LLM Serving frameworks: LLMOps
The launch of GPT-3 and DALL-E steered up in the age of Generative AI and Large Language Models (LLM). With 175 billion parameters and trained on 45 TB of text data, GPT-3 was over 100x the 1.5 billion parameters of its predecessor. The next 18 months saw a cascade of innovation, with ever larger models, capped by the launch of ChatGPT at the tail end of 2022.
Basic workflow is as follows
So, Generative AI needs an operationalized workflow to accelerate adoption, where a terminology LLMOps comes into picture.
Key Components of LLMOps
- Model Fine-Tuning: Adapting pre-trained LLMs for specific tasks by fine-tuning on domain-specific data.
- Infrastructure Management: Handling the extensive computational resources needed for deploying and running LLMs, often involving GPUs or TPUs.
- Latency & Performance Optimization: Ensuring that LLMs respond within acceptable timeframes, especially when deployed in real-time applications.
- Scalability: Deploying LLMs across distributed systems to handle large-scale inference workloads.

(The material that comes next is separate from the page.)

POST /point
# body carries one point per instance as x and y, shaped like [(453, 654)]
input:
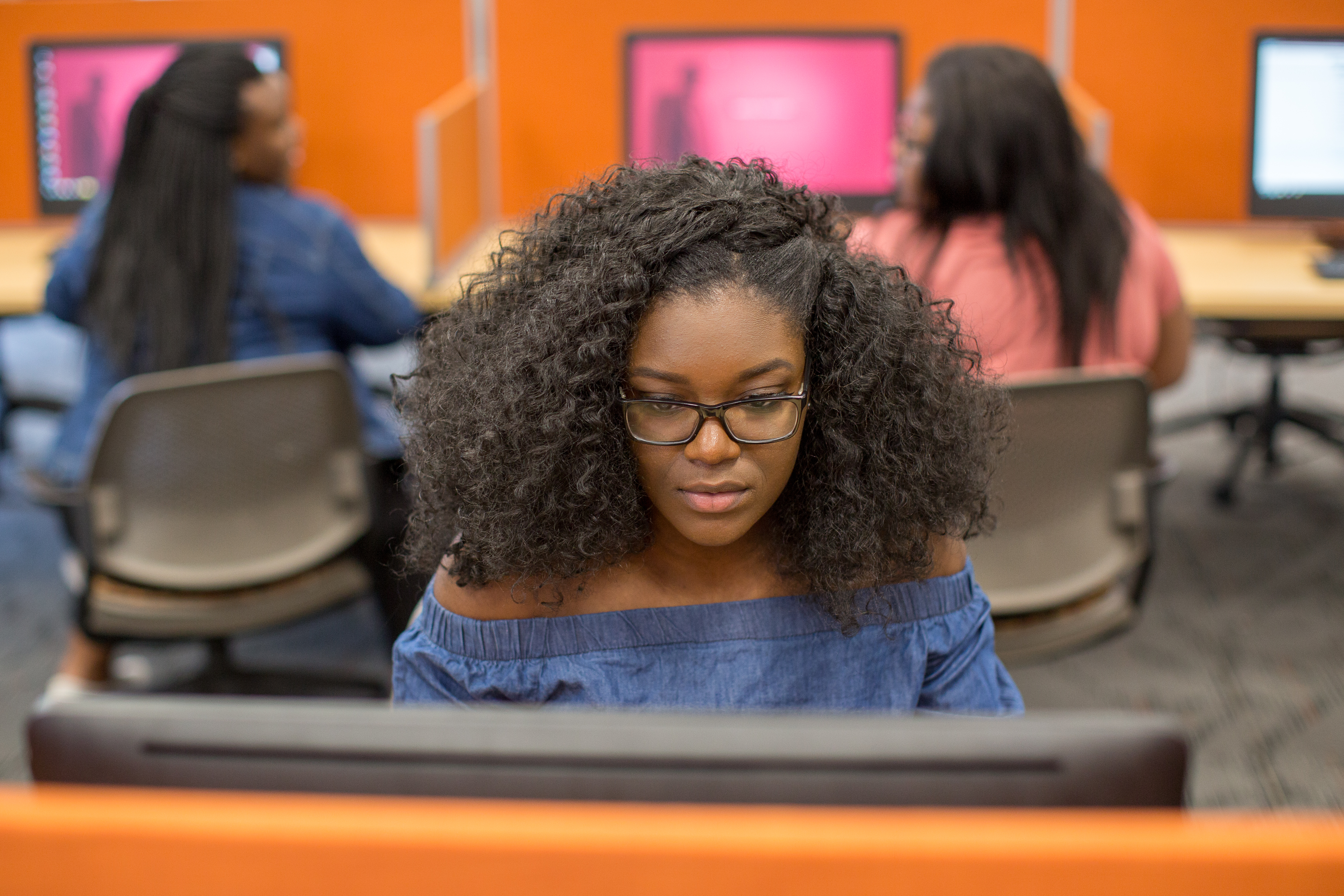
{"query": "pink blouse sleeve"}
[(1151, 253)]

- Security & Privacy: Managing risks related to the potential misuse of LLMs, ensuring data privacy, and protecting intellectual property.
- Bias & Fairness: Monitoring LLMs for biased outputs and implementing strategies to mitigate these biases.
- Ethical Considerations: Ensuring responsible AI practices are followed, especially considering the powerful capabilities of LLMs.
- Inference Cost Management: Optimizing the costs associated with running large models, including infrastructure and energy consumption.
Considering all the above points for serving a LLM application, we need to evaluate multiple frameworks those meet our business needs.
Here is a comparison of all those
- Use vLLM when maximum speed is required for batched prompt delivery.
- Opt for Text generation inference if you need native HuggingFace support and don’t plan to use multiple adapters for the core model.
- Consider CTranslate2 if speed is important to you and if you plan to run inference on the CPU.
- Choose OpenLLM if you want to connect adapters to the core model and utilize HuggingFace Agents, especially if you are not solely relying on PyTorch.
- Consider Ray Serve for a stable pipeline and flexible deployment. It is best suited for more mature projects.
- Utilize MLC LLM if you want to natively deploy LLMs on the client-side (edge computing), for instance, on Android or iPhone platforms.
- Use DeepSpeed-MII if you already have experience with the DeepSpeed library and wish to continue using it for deploying Llm.